Now that it’s fall and recipes are leaning toward pumpkin and apples, I’m going to bring you a blast from the heat of August!  So put on your sunglasses and flip flops and pretend it’s still hot outside.

Our friends brought back a huge basket of ripe South Carolina peaches for us twice this year.  They were so juicy and amazing!  This was one of the things I made with them.  They were so ripe that you could just cut them in half (across the equator of the peach), twist them apart, and scoop them out with a spoon (the skin was very thick and didn’t do well in the blender.)  I threw them in granola, smoothies, fruit salads, cobblers, crisps, and ice cream.

I thought I had posted this during the summer so you could make it with ripe peaches, but apparently I was wrong.  However, if you froze some of the fruit of your summer bounty, you can thaw them now and go from there, remembering the sweet tastes of summer.

Ripe Peach Blueberry Smoothie

Ripe Peach Smoothie

  • 2-3 very ripe peaches, halved, pitted, and scooped out of the peel
  • 2 large handfuls of baby spinach
  • 2 kale leaves, stems removed OR 1/4 c. of loose flat parsley leaves (this gives a peppery taste)
  • 1/2 c. (approximately) frozen blueberries
  • 1/4 c. (approximately) frozen pineapple (optional)
  • 3-4″ piece of celery, roughly cut into a few pieces to help the blender
  • 2 T. ground chia seeds (or flaxseeds)
  • stevia or other sweetener, to taste (I use a few sprinkles)
  • non-dairy milk as needed (I prefer coconut) ~ I rarely needed any with the ripe peaches

Place the peaches in the bottom of the blender, because they will become the liquid for the rest of the smoothie.  Throw in everything else and blend thoroughly.

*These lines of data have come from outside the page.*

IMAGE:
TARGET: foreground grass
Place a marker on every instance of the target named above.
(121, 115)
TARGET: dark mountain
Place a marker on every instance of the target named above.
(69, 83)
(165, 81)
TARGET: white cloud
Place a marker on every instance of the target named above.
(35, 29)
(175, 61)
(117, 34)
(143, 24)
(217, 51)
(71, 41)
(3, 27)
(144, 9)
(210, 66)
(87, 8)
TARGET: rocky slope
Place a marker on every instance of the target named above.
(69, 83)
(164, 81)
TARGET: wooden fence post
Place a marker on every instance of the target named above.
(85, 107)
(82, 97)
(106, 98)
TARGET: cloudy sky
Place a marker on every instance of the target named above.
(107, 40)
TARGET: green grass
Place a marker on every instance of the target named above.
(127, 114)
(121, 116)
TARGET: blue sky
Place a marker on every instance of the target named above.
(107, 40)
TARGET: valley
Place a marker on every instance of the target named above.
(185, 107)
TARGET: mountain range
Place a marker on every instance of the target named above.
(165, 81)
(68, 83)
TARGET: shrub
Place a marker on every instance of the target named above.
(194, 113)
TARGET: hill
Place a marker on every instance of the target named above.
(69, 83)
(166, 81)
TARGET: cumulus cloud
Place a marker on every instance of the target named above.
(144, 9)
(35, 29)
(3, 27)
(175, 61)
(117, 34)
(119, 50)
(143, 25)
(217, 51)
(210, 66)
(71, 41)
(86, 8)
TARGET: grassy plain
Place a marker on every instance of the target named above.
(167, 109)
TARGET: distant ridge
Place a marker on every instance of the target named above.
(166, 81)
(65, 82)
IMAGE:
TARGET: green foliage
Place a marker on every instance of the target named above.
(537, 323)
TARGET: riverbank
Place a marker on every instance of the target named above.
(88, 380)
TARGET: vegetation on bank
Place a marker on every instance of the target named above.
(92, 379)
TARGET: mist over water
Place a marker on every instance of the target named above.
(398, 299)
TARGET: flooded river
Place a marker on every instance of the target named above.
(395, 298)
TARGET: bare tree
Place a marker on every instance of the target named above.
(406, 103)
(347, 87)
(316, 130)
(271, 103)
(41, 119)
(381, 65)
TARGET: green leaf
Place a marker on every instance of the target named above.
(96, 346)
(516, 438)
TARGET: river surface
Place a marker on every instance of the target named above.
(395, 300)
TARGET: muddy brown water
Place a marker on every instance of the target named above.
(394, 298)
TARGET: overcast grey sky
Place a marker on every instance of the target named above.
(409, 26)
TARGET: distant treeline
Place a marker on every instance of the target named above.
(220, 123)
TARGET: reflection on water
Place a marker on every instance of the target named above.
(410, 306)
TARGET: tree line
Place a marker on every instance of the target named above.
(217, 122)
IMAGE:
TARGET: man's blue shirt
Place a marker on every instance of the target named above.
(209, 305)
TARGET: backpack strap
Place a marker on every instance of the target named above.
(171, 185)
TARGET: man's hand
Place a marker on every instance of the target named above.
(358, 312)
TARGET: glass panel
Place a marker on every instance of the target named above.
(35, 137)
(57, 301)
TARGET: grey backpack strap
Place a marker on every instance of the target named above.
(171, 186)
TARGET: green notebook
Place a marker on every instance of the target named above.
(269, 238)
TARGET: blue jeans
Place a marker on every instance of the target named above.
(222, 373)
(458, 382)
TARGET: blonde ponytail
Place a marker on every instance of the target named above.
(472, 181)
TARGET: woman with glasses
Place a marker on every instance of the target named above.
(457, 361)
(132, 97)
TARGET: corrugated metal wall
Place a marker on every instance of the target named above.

This makes one very large smoothie, or 2 smaller ones.

Blueberry Lemon Kale Smoothie

Some of my favorite recipes have come together because of what I did or did not have on hand.  This morning I had no more fresh spinach left due to my forgetfulness to stop at the store yesterday, but there was a slice of honeydew.  My typical morning smoothie contains kale and spinach along with fruit ~ usually frozen.  After tossing in just the kale and the honeydew, I stared at the blender trying to imagine what would go well with them.  I love blueberries and honeydew together.  And of course everyone knows that blueberry and lemon pairing is classic, but would it translate into the smoothie?  I’ve failed before with lemon juice in a smoothie….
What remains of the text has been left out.